There is irony found in the color.
Perhaps without reason (or perhaps with) I have throughout the years been a self-proclaimed loather of purple. For some reason, I turn my nose up at the presentation of purple in all of it's forms. No one is quite sure why, myself included. But this is a legitimate, long-standing conviction I've held. Visibly making faces when presented this as a color option in my wedding flowers, I declared no purple be present in any bouquets! No purple! It's been a running joke in my family.
My search for baby room decorations were insistent on no evidence of purple. I sought blues, yellows, and greens. I picked clothes out in tones of grey, brown, orange, and blacks and whites. I begrudgingly allowed the presence of pink to be present, but honestly, not without convincing and in minimal presentation. Pink, as it turns out, is just too precious to pass up in little girl form.
But purple, I stuck to my convictions of No Purple! No Purple! Be allowed in my little girls room or attire.
And so, naturally, Caris began to show preference for the purple. And as a tongue-in-cheek fun, my mom began to indulge the purple. It became a thing. Caris always choosing the purple clothes. Purple being her first color recognized and a clear word utilized. And then enter purplicious.
So I am embracing the purple. Dressing Caris in the color multiple times a week, seeking out purple ice cream, and finding purple accessories to make our purplicious girl smile. Purple, it seems, has made it's way into my wardrobe, my decor, my vocabulary. Caris requests purple clothes and purple shoes, and I don't argue.
Embracing the purple. Clearly metaphorical, teaches me so much. Caris is already such a strong personality. She is fully Caris. She is sweet, loving, strong-willed, opinionated, bossy, sensitive, moody, hilarious. Introverted at times and loving the center of attention the next. She is attentive to detail, particular, creative, and stubborn. And this is evident before she is two. Caris will be who she is. Pieces revealing themselves over time. In the friends she chooses, hobbies preferred, career desired, interests invoked. And likely, wearing purple.

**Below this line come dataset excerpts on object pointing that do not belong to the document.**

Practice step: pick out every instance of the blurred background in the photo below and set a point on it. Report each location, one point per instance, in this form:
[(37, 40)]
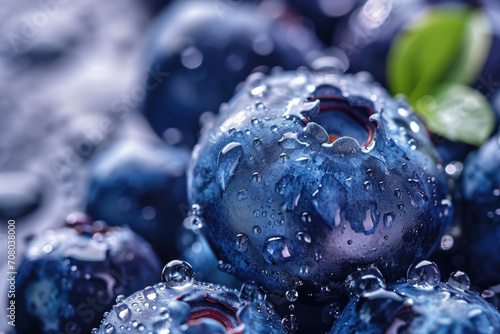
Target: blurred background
[(102, 101)]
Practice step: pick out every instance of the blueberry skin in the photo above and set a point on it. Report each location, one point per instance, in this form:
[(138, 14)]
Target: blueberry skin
[(197, 308), (481, 217), (141, 185), (194, 249), (403, 308), (286, 208), (199, 51), (68, 278)]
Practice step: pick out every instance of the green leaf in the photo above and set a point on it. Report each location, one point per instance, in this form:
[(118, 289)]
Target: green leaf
[(459, 113), (448, 44)]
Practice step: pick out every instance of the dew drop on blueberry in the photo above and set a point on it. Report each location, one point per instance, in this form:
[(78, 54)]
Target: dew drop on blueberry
[(241, 242), (178, 274), (227, 162), (389, 219), (291, 295), (424, 274), (364, 280), (149, 293), (290, 324), (459, 280), (278, 250), (120, 298), (123, 312)]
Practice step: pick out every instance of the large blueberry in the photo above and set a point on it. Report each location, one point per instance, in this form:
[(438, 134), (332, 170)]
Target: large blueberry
[(141, 185), (201, 50), (181, 305), (420, 305), (481, 218), (70, 276), (305, 176)]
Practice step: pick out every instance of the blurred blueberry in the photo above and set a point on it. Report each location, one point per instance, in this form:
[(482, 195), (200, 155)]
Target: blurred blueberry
[(70, 276), (316, 174), (481, 194), (141, 185), (201, 50), (421, 307), (181, 305)]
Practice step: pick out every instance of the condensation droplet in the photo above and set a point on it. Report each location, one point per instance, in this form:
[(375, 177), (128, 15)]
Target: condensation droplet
[(459, 280), (424, 274), (364, 280), (241, 242), (178, 274)]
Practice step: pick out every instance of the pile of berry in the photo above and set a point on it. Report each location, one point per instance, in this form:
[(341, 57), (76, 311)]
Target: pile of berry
[(252, 151)]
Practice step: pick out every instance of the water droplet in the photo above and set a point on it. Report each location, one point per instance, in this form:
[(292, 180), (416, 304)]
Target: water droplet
[(178, 274), (424, 274), (446, 242), (306, 218), (260, 106), (256, 229), (256, 177), (108, 328), (389, 219), (120, 298), (241, 242), (278, 250), (123, 312), (290, 324), (413, 144), (251, 291), (149, 293), (284, 158), (242, 195), (364, 280), (191, 58), (290, 141), (304, 270), (291, 295), (487, 294), (459, 280), (303, 236), (227, 163), (193, 222)]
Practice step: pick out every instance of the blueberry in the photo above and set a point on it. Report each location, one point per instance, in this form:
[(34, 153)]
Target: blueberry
[(181, 305), (200, 51), (195, 249), (141, 185), (70, 276), (481, 217), (306, 176), (421, 305)]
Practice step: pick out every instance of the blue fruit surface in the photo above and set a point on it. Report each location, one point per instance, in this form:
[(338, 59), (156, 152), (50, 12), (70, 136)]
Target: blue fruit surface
[(481, 217), (422, 306), (70, 276), (181, 305), (141, 185), (306, 176), (199, 52)]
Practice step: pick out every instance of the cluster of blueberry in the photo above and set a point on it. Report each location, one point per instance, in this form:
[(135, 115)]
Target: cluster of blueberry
[(280, 186)]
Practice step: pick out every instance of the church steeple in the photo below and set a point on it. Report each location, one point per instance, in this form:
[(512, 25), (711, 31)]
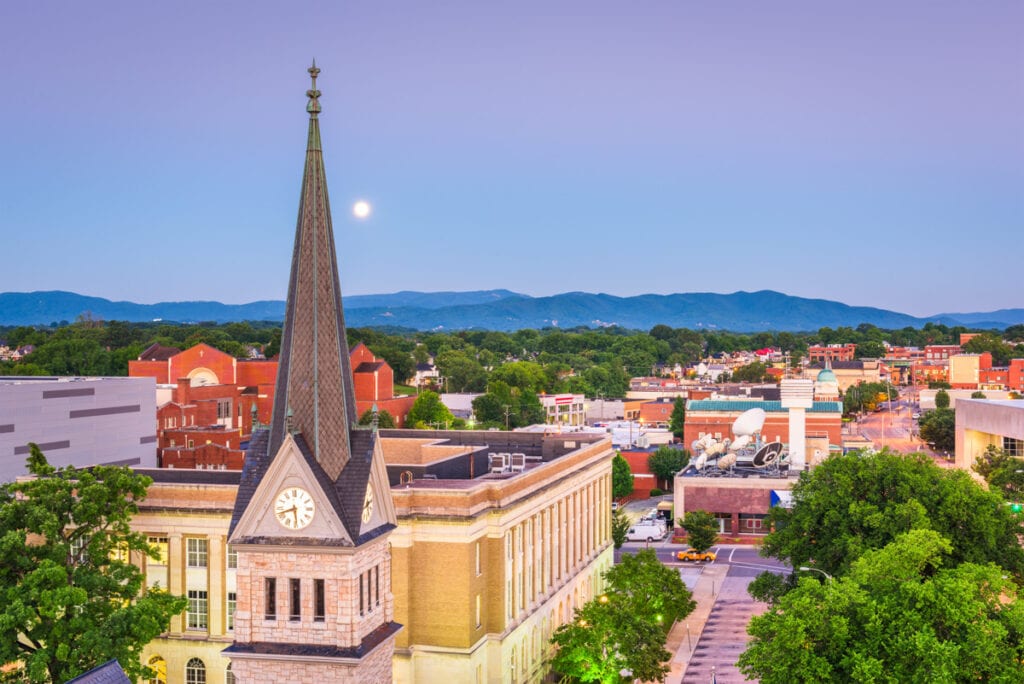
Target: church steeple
[(314, 394)]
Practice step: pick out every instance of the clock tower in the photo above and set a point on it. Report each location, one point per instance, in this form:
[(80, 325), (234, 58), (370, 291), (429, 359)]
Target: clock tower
[(313, 511)]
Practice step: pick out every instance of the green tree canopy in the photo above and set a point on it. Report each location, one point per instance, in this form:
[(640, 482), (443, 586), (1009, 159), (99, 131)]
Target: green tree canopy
[(384, 419), (626, 627), (665, 462), (902, 614), (622, 477), (428, 411), (701, 529), (70, 598), (853, 503)]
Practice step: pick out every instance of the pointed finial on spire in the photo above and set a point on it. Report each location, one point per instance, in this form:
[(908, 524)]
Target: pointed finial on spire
[(313, 94)]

And whatever projections, imaginations, pre-conceived notions I have or had of my first born are side notes. Yes, my little C may love rocks and trees and birds as I dreamed when I created her nature themed room. She loves books, as I both hoped and feared (you would too if you saw her Dad's book collection and associated expenses).
But unpredicted, she also loves all things fancy. Glitter shoes. Fancy Nancy. Boas. Tutus. Bows. Dresses. Performing. Dancing. Purses. And Pink. And mostly Purple. Shoes were her third word. Purse was her second. Purple is definitely her most used.
So I put my carefully chosen neutrals in the back of the closet. I allow her to choose her purple. And today, I totally gave in and let her wear purple sparkly dress shoes to school. And I sat back and inwardly laughed as she pranced around in a frilly tutu and girly tights. These things make her smile. They express her joy. They are of her choosing.
I hope I remember this lesson throughout the seasons of life we travel with Caris. In whatever form Purple takes throughout our lives. I hope that I remember to embrace it as fully Caris.
Because you know what? The purple flowers my florist snuck in totally make the arrangement. And the new purple clothes I've added to my wardrobe have received many a compliment. And I even surprisingly found myself looking for purple bedding for our big-girl room (clearly, the more classically toned. I may be embracing, but I have my limits).
We can all benefit by welcoming a bit of unexpected Purple into our lives. And embracing its impact. I have my little purplicious lady to thank for the addition of color to my life. I'm sure there is much more to come.